Ho venduto il mio culo.
Stavo frequentando qualcuno e il mio patrigno è impazzito, mi ha cacciato di casa e non mi ha dato un centesimo.
Se vuoi questo tizio, ti sosterrà, ha detto furiosamente.
Lasciai la casa in lacrime, presi i soldi che avevo risparmiato e me ne andai.

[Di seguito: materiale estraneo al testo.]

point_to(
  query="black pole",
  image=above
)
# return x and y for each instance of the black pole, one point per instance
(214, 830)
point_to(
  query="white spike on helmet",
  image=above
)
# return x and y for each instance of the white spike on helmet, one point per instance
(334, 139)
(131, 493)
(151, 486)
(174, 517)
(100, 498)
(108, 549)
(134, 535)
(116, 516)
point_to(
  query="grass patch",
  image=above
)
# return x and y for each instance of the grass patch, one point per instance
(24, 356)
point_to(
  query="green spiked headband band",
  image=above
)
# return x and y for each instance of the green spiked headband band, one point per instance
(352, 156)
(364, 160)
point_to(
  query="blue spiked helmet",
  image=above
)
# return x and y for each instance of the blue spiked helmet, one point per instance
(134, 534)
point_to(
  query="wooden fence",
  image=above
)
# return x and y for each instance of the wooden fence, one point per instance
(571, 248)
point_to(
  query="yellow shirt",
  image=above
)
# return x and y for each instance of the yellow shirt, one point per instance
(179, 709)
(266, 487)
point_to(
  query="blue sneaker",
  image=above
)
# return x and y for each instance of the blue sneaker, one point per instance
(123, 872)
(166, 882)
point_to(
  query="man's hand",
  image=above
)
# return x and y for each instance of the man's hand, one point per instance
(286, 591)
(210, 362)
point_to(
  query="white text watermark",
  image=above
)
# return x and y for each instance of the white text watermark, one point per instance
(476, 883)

Sono passati alcuni mesi e i miei soldi sono finiti. Ho cercato di trovare un lavoro, ma non sapevo come fare nulla. Stavo solo studiando. Vivevo in affitto e non sapevo come pagare i mesi successivi. Nel frattempo, avevo litigato con il mio ragazzo, che era partito per un altro paese. Ero davvero fottuta. Non potevo chiedere di tornare, dovevo girarmi. Mi sono lamentata con un vicino che mi ha dato un suggerimento:
-Perché non fai qualche piccolo programma? sei carina, puoi raccogliere soldi! ero disperato. come sono sceso. da una ragazza che aveva anche un amante autista, avrei dovuto dare il mio schizzo per soldi. ho dato molto, è vero, ma per puro piacere.
Non conosco nessuno, non avevo scelta.
Il giorno e l'ora fissati, ho ricevuto il mio primo cliente. Era un vecchio sconosciuto e molto scortese. È entrato in casa, mi ha spinto sul letto e mi ha penetrato il culo. Il cazzo appassito di quel vecchio era disgustoso. Una prova di fuoco. Dopo di che, il resto sarebbe stato facile. Il buon vecchio ha cercato di scopare, ma ha solo messo e goduto rapidamente.
- Quanto ti devo, ragazza?
Il vecchio ha pagato e se n'e' andato, mi ha risparmiato la settimana.
Qualche giorno dopo, si presentò un nuovo cliente, giovane e ben disposto, con l'aspetto di un atleta.
- Ehi, gatto, ti mangio il culo, ok?
- Sì che puoi.
- Quant'è?
Non ha nemmeno messo in dubbio il valore, e quando ho visto i soldi, ho capito perche'.
Il tuo cazzo è enorme, vieni, vieni, spessa e piena di vene, seppellire tutto, ho detto.
Poi sono arrivati i pugni, così violenti che ho sentito le cuciture scoppiare nel mio ano.
- Che buco... bevi un sorso... che culo delizioso...
La testa era enorme, ma il bastone si ingrossava man mano che si avvicinava alla coda, era strappato, il ragazzo sexy mi diceva un sacco di cazzate all'orecchio, mi succhiava l'orecchio, avevo delle allucinazioni.
- Sei una puttanella deliziosa... una cuoca deliziosa... che buco...
Stavo facendo quello che amo e so fare: il sesso.
- ballare nel mio cazzo, puttanella...
Mi ci sono seduta, ci sono andata su e giù, come mi aveva ordinato.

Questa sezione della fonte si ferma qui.